Enquanto pilhava a China em seu Século de Humilhações (1839-1949), as potências capitalistas produziam acelerada diáspora chinesa. Milhares destes foram recrutados para trabalhar lado a lado com afro-americanos nas plantações de açúcar após a Guerra Civil. Muitos trabalhadores chineses (e indianos), os chamados coolies, acabaram servindo também como mão de obra servil para construir as ferrovias que integraram o território estadunidense no contexto da Far West. As tensões trabalhistas (e os salários mais baixos dos imigrantes) e mudanças nas identidades culturais-nacionais acabaram por reforçar a xenofobia do WASP (branco, anglo-saxão e protestante) contra negros, latinos e chineses, sobretudo. Os chineses também foram objeto de leis e políticas anti-asiáticas sobre imigração e naturalização por quase um século. As leis de exclusão codificaram a ideia de que os chineses eram inassimiláveis. Começou com o Ato de Exclusão de Chineses (1882) e chegou ao Ato de Exclusão de Asiáticos (1924), que vigorou até 1965. Sob a narrativa do American Way of Life e/ou do Self Made Man e ao som de Elvis Plesley, os EUA mantinham legislações segregacionistas contra negros e asiáticos.
O racismo colonial interno (Far West) logo iria se globalizar com o imperialismo estadunidense. As alegações da supremacia branca “cientificamente” sustentam o excepcionalismo (presunção da virtude) que, por sua vez, está na raiz de noções de “nação indispensável”, “polícia do mundo”, “império da liberdade” e “líder do mundo livre”. É esse direito autoconferido que legitima as intervenções globais sob alegação de exportar modelos (de mercado ou democracia).

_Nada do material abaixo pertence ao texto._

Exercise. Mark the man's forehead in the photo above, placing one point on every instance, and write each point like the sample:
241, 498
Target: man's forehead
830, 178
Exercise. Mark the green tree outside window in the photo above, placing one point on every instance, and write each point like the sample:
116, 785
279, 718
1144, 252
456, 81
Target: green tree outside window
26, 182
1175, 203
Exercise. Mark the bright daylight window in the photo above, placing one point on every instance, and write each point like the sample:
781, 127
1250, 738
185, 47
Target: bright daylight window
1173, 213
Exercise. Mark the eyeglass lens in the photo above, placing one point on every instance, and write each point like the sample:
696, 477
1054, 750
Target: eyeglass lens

Como toda gramática ideológica, estão repletas de metamorfoses e, portanto, oscilam conforme os contextos históricos e as dinâmicas de poder, visando a ocultar e/ou legitimar interesses. O Perigo Amarelo também foi maleável e mobilizado conforme os objetivos de seu tempo. Ora se voltou contra chineses, ora indianos, ora japoneses. Os japoneses passaram da estigmatização racial à admiração a partir do “ingresso no bloco ocidental”. O mesmo Japão que mostraria que racismo não se refere apenas a cor da pele, pois perpetrou o mais violento e virulento ataque imperialista à China. Para quem desconhece o assim chamado holocausto esquecido, recomendo dois filmes sobre as agressões imperialista e racista do Japão à China: Flores do Oriente e Campo 731 – Bactérias, a Maldade Humana.
Com a rendição do Japão em 1945, surge um novo terror: em 1949, acontece a Revolução Comunista Chinesa. À medida que a China se transforma num competidor a partir da virada do século XX-XXI, a narrativa da Ameaça Chinesa passa a entrelaçar ignorância, racismo e muito anticomunismo. Durante a pandemia de covid-19, os chineses foram representados como fonte de ameaça biológica e contagiosa para o Ocidente.

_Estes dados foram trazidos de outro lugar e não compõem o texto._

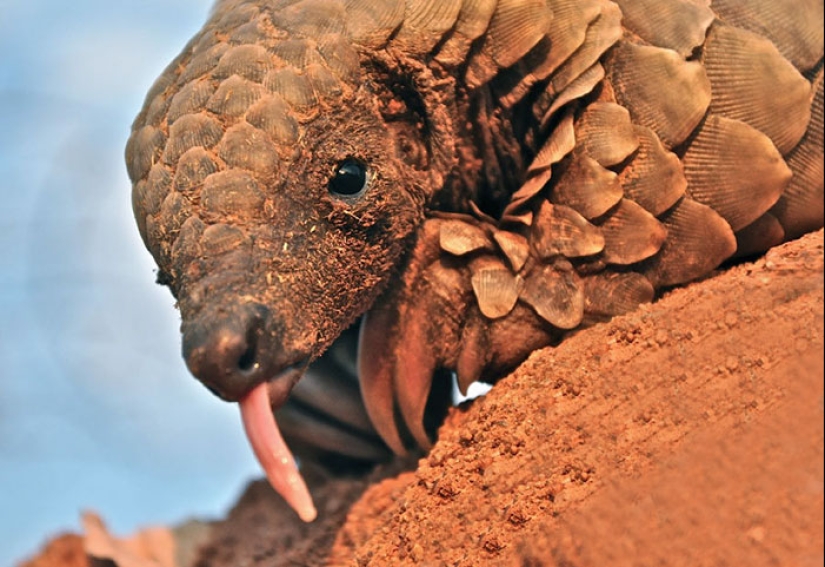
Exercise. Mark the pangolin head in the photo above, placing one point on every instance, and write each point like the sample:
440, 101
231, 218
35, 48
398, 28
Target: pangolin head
276, 181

Sutis e escancaradas, conscientes ou não, a Ameaça Chinesa é arrebatadora. Ora resumindo a China pré-moderna ao “despotismo oriental”. Ora destilando clichês a la Guerra Fria de forma caricata como país “totalitário” – sem que se conheça minimamente o funcionamento institucional do país. Mais comum ainda é desacreditar os dados e fontes chinesas ou até fantasiar sobre as consequências do domínio chinês sobre as comunicações através do 5G – que, ironicamente, estão refém da vigilância estadunidense.
Assim, as políticas estadunidenses de contenção da China, num contexto de erosão de sua hegemonia e crescente competição internacional, tenderão a recrudescer a linguagem do Império voltada a construir a imagem da China como grande ameaça, mesclando da caricatura mais tola, passando pelo ódio racialista e culminando no paranoico anticomunismo.